Welcome to the October 2017 issue of Supply Chain Navigator.
Several years ago, I wrote an article in which I shared my doubts about the maker movement in terms of the potential influence and long-term impact on the technology sector. At the time, pundits were heralding the movement as the start of the “third industrial revolution.” I saw a model that was, without question, exceedingly cool and rife with potential, but still, more vision than reality. As a self-professed supply chain geek, my primary concern was that those intent on revolutionizing manufacturing were not giving proper consideration to the underlying supply chain challenges they would encounter. Nor did they understand how their actions could cascade along the supply chain, causing disruption among an ecosystem that constantly struggles for balance.
Over the past three years, I have watched this movement advance and unfold, not only with astonishing speed but in a much more controlled and organized manner than I frankly thought was possible. Today, we see innovative new technologies and processes borne of this movement such as crowdsourcing, additive manufacturing and open source hardware, which are indeed changing the global manufacturing landscape. Much of the credit for this extraordinary progress is owed to the vision and tenacity of Dale Dougherty. Dale, founder of MAKE Magazine and originator of the Maker Faire, is commonly referred to as “the father of the maker movement.” SCN had the opportunity to meet and talk with Dale recently, and we are excited to share his insights with our readers in this month’s One-on-One section.
Also in this issue, we also have a commentary from Dana Martens, a young woman who recently completed her Master’s thesis from the Parsons School of Design. Dana caught our attention with her thesis project: “Unum: The Blockchain for the Maker Movement.” We found it interesting and thought you might as well.
Our Supply Chain Spotlight topic for October is sustainability.
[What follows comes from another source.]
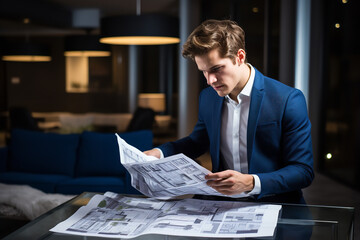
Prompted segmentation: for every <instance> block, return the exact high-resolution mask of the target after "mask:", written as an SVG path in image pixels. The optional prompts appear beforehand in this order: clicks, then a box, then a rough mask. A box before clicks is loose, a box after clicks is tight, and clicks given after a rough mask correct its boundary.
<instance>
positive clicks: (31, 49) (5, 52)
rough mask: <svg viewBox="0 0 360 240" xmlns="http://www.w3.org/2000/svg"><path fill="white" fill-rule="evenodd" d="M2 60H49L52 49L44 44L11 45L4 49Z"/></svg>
mask: <svg viewBox="0 0 360 240" xmlns="http://www.w3.org/2000/svg"><path fill="white" fill-rule="evenodd" d="M2 60H4V61H13V62H49V61H51V56H50V51H49V49H48V48H47V47H46V46H44V45H39V44H32V43H28V42H27V43H22V44H16V45H9V46H7V47H6V48H5V49H4V50H3V56H2Z"/></svg>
We take a high-level look at the overall greenhouse gas dilemma and then deep dive into HPE’s new Science-Based Targets initiative. We also have some inspiring best practice examples from Philips, ManpowerGroup, and Rockwell Automation, which highlight the more social/human side of sustainability.
We round out the issue with a fascinating commentary on behavioral economics from Deloitte Research Director, Mark Cotteleer and Researcher Tim Murphy. Behavioral economics is a field that is making headlines thanks to the somewhat controversial choice of behavioral economist Richard Thaler as the recipient of the 2017 Nobel prize in Economics.